Autopsies in SD cases

Pathologists are responsible for establishing the precise cause of SD but there is considerable variation in the way in which they approach this increasingly complex task. A variety of book chapters, professional guidelines, and articles have described how pathologists should investigate SD. However, there is little consistency between centers, even in individual countries. We describe the minimum standard that is required in the routine autopsy practice for the adequate assessment of SCD in the general population, excluding SIDS .

Autopsies in SD cases are generally performed in two distinct settings, the clinical autopsy and the forensic autopsy. The clinical autopsy is performed at the request of the physician of the deceased or even the family in some countries depending on the national law. In cases of SD, the goal of the clinical autopsy is to determine whether death was due to cardiac disease or one of the many non-cardiac causes. The clinical autopsy generally includes histology. Despite important advances over the last 10 years, ancillary examinations, such as toxicology, microbiology, and sampling for genetics are, all too often, not adequately performed. The forensic autopsy is performed in the case of unexpected, unexplained, or alleged unnatural deaths. A forensic autopsy may be requested by a magistrate, public prosecutor, official death investigator, coroner, or the police to assist in determining the cause and manner of death. Considerable variations exist regarding the legal aspects of authorization and consent in different countries, even though the norm for the harmonization of medico-legal autopsies was established by the European Union in 1999 [19].

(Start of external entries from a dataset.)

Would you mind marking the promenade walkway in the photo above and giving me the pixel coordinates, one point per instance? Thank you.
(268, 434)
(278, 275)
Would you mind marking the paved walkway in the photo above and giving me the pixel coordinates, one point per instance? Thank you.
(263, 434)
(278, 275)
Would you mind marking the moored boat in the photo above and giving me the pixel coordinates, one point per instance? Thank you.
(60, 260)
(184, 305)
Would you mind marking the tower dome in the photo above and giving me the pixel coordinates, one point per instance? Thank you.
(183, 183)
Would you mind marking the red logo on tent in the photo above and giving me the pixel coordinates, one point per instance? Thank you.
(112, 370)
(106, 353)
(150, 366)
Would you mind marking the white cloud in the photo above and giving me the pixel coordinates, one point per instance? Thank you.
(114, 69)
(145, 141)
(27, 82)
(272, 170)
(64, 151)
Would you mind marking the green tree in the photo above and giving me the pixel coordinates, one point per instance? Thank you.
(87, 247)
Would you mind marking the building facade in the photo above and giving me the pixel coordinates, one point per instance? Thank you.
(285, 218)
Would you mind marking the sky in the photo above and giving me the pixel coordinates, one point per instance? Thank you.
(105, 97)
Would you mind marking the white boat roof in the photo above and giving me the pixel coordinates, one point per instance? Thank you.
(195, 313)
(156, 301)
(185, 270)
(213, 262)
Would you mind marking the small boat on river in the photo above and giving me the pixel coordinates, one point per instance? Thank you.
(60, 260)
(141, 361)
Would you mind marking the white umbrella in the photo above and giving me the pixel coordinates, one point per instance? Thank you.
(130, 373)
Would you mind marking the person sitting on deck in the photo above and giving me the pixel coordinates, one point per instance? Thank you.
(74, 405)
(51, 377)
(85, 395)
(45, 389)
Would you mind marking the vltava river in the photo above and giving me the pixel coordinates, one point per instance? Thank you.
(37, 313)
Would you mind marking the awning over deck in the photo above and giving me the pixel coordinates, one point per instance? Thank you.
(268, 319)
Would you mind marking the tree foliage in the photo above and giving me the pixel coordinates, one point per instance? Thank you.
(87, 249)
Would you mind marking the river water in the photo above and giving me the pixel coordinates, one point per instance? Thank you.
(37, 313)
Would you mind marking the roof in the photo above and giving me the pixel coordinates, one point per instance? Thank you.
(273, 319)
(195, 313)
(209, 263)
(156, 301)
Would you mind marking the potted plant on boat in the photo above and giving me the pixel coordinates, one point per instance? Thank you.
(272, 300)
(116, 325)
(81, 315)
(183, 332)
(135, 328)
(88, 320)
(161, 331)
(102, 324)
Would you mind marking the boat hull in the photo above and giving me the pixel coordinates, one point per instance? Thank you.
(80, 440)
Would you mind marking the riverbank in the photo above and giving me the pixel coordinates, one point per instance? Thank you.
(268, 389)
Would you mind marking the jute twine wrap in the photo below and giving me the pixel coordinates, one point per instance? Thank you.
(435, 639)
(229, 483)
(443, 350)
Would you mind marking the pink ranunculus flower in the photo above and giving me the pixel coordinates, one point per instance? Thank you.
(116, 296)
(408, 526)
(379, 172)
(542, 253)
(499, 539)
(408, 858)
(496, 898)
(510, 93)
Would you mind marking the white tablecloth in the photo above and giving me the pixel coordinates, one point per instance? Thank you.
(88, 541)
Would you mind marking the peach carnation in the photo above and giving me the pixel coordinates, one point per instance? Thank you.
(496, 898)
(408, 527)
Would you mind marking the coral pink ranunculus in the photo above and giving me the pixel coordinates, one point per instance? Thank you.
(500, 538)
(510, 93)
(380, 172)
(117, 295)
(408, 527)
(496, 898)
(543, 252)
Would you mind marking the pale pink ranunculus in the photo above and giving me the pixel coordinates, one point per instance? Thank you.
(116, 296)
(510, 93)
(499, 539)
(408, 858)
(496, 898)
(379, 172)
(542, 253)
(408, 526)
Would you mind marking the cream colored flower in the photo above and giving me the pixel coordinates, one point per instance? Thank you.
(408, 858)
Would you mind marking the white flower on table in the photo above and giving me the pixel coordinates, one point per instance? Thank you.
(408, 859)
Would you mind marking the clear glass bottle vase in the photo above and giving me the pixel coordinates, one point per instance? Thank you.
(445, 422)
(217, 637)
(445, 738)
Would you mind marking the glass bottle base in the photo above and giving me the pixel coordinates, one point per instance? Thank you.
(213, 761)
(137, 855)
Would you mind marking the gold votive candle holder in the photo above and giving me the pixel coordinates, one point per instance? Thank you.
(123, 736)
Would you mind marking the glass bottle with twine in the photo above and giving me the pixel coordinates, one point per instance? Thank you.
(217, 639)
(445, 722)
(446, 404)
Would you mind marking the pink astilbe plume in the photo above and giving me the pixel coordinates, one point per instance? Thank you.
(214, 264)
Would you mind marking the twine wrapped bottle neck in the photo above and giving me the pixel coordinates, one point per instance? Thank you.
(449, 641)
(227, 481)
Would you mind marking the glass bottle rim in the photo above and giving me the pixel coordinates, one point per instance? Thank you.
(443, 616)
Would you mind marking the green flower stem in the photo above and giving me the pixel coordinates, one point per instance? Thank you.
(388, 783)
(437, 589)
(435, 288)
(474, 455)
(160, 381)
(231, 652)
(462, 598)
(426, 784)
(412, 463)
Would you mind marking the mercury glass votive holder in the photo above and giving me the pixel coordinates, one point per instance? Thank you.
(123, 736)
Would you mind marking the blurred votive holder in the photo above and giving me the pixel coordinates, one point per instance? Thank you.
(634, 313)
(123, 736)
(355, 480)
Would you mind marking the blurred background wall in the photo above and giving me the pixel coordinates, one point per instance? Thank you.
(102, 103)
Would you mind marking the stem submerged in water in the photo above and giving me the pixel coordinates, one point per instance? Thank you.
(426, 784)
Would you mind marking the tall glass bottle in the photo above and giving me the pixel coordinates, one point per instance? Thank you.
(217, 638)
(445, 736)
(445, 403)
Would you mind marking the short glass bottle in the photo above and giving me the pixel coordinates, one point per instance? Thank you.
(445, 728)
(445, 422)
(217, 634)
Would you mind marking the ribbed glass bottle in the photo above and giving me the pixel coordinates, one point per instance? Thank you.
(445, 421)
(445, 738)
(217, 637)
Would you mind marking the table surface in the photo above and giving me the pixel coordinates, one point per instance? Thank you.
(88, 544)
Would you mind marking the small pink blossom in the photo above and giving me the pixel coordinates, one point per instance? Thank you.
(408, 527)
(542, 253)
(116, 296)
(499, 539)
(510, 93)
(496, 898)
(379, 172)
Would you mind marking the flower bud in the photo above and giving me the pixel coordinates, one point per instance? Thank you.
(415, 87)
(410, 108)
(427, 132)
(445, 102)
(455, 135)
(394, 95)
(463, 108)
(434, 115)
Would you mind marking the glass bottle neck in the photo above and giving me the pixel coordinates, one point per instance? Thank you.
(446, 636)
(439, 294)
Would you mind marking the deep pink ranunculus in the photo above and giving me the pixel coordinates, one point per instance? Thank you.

The role of the autopsy in SD

To establish or consider:
  • whether death is attributable to a cardiac disease or to other causes of SD;

  • the nature of the cardiac disease, and whether the mechanism was arrhythmic or mechanical;

  • whether the condition causing SD may be inherited, requiring screening and counseling of the next of kin

  • the possibility of toxic or illicit drug abuse, trauma, and other unnatural causes;

  • the role of third persons in the death.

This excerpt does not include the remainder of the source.